In a matter of a few seconds after Nesbitt passed that distress call across the airwaves, I could hear the sirens and foghorns whaling in the distance. As the seconds went by, the sirens and foghorns grew louder and more pronounced, as the seconds went by, I knew help was on its way. However, in the line of fire, it all feels like an eternity. A few short moments later, the first officer arrived on the scene of the ongoing gun battle between Sgt. Nesbitt and the suspect. He immediately came to the aid of Nesbitt and I as he drew his service pistol and proceeded to participate in the exchange of gunfire. Within moments after, a barrage of units arrived on scene, one such officer, Sgt. St.Cyr ran through the exchange of gunfire to retrieve me. St. Cyr threw me across his shoulder and proceeded to take me back to his patrol unit where we left the area with a great deal of haste and urgency in route to Doctors Hospital Shirley Street in an attempt to save my life.

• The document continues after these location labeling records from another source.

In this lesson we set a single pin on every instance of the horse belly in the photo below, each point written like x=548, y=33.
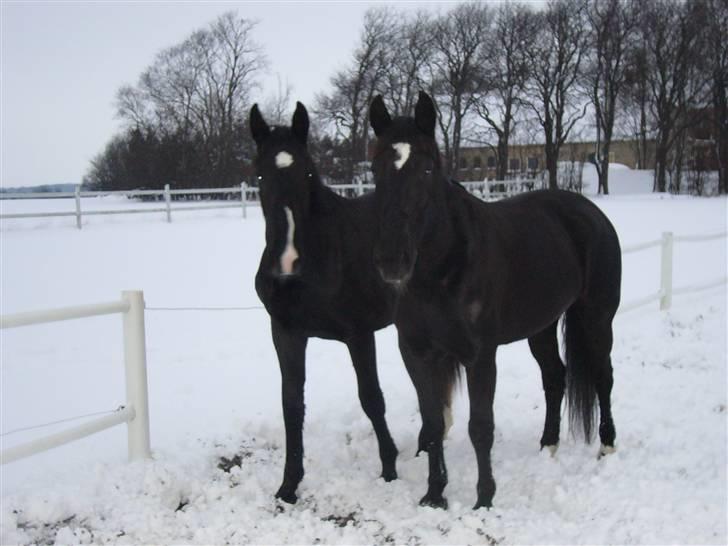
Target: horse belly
x=532, y=302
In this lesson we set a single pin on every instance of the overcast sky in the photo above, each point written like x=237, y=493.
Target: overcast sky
x=62, y=63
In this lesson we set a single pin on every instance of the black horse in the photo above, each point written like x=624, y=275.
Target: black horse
x=472, y=276
x=316, y=279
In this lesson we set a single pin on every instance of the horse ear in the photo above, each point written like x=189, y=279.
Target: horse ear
x=258, y=127
x=425, y=114
x=378, y=116
x=299, y=125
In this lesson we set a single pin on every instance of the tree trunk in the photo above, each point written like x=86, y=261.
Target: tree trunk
x=552, y=161
x=502, y=158
x=604, y=174
x=661, y=167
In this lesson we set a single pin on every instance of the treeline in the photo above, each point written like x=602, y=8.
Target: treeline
x=651, y=71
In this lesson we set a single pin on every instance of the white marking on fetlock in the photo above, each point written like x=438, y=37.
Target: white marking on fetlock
x=283, y=160
x=403, y=150
x=290, y=254
x=447, y=415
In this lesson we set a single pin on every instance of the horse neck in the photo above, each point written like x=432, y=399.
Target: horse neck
x=440, y=233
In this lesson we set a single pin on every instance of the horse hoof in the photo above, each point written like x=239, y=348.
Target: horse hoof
x=434, y=502
x=287, y=496
x=483, y=504
x=606, y=450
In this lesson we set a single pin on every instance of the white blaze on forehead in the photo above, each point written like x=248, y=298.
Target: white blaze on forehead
x=290, y=254
x=402, y=149
x=283, y=160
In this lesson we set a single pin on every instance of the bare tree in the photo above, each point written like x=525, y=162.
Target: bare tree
x=672, y=32
x=355, y=86
x=409, y=51
x=504, y=72
x=612, y=27
x=458, y=37
x=277, y=105
x=717, y=39
x=196, y=93
x=555, y=55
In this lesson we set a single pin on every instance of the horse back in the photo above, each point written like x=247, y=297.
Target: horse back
x=533, y=256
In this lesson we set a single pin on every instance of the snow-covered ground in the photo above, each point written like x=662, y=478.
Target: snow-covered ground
x=214, y=392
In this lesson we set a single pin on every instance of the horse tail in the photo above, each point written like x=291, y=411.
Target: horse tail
x=581, y=391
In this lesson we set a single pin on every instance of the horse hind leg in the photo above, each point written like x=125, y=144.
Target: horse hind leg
x=545, y=349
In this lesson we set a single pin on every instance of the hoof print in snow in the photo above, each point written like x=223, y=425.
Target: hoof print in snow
x=342, y=521
x=606, y=450
x=226, y=465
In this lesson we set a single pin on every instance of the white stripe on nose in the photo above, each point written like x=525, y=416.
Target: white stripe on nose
x=403, y=150
x=283, y=160
x=290, y=254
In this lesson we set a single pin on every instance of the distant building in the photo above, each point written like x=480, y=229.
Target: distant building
x=525, y=160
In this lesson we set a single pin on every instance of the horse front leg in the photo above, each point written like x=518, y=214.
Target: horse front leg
x=429, y=394
x=364, y=359
x=481, y=391
x=291, y=349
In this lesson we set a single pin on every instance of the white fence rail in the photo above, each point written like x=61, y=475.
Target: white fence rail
x=666, y=291
x=488, y=190
x=136, y=411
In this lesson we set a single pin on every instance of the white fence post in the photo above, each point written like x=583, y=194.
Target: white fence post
x=135, y=361
x=244, y=198
x=666, y=271
x=78, y=206
x=168, y=203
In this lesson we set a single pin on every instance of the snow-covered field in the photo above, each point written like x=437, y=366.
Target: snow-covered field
x=214, y=393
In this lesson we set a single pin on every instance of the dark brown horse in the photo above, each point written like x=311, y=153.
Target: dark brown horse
x=472, y=276
x=316, y=279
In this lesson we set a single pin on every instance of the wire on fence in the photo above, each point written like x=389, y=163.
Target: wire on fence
x=250, y=308
x=58, y=422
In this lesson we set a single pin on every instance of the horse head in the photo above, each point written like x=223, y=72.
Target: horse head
x=407, y=173
x=287, y=179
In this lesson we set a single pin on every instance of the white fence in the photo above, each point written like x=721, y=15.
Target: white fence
x=136, y=411
x=666, y=290
x=487, y=190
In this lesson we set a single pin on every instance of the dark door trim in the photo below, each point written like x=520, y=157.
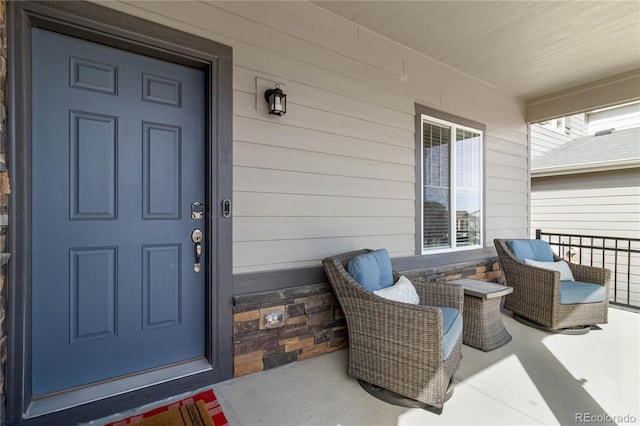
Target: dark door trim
x=99, y=24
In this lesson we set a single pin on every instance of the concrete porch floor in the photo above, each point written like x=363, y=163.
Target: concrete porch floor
x=536, y=379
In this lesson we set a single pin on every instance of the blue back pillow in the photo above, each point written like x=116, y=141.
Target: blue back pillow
x=538, y=250
x=373, y=270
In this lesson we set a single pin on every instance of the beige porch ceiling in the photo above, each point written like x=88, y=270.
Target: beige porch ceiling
x=533, y=50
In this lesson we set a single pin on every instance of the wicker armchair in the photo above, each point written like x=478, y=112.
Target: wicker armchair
x=536, y=293
x=397, y=346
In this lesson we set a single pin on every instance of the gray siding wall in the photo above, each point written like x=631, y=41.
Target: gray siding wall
x=606, y=204
x=337, y=171
x=603, y=204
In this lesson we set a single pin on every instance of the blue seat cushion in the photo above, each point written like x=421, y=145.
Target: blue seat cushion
x=572, y=292
x=451, y=329
x=373, y=270
x=538, y=250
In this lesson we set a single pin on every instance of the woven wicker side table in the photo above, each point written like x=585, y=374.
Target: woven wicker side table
x=482, y=323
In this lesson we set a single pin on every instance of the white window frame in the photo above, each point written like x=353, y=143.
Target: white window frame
x=452, y=186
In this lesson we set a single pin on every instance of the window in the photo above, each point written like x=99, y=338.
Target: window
x=451, y=181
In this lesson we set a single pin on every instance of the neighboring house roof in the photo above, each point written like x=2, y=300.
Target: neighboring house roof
x=617, y=150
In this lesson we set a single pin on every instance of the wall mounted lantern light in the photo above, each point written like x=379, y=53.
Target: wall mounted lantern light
x=277, y=101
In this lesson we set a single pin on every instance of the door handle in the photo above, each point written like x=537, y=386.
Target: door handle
x=196, y=237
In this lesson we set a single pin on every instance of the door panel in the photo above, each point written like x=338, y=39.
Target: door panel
x=118, y=158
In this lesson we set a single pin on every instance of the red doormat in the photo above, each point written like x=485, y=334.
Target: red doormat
x=184, y=412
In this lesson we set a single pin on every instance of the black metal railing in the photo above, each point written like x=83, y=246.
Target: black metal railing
x=620, y=255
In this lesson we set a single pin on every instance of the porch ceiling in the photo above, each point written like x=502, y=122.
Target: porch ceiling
x=527, y=49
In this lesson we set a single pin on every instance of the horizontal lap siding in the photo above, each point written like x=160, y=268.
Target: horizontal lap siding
x=337, y=171
x=606, y=204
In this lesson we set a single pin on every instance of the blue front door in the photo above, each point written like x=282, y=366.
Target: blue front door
x=117, y=160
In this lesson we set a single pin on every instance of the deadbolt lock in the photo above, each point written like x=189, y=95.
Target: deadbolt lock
x=196, y=237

While at the hospital, I thought about how I initially did not want to ride with Nesbitt, however it turned out that this would be the man to save my life. It was at this point I realized how valiant Nesbitt, and his efforts were. I also began thinking, if Nesbitt left me and my original partner together, and we responded to that same complaint, would the end result have been the same? Would he have risen to the occasion in the same ways that Nesbitt did? Maybe people would be telling a completely different story today.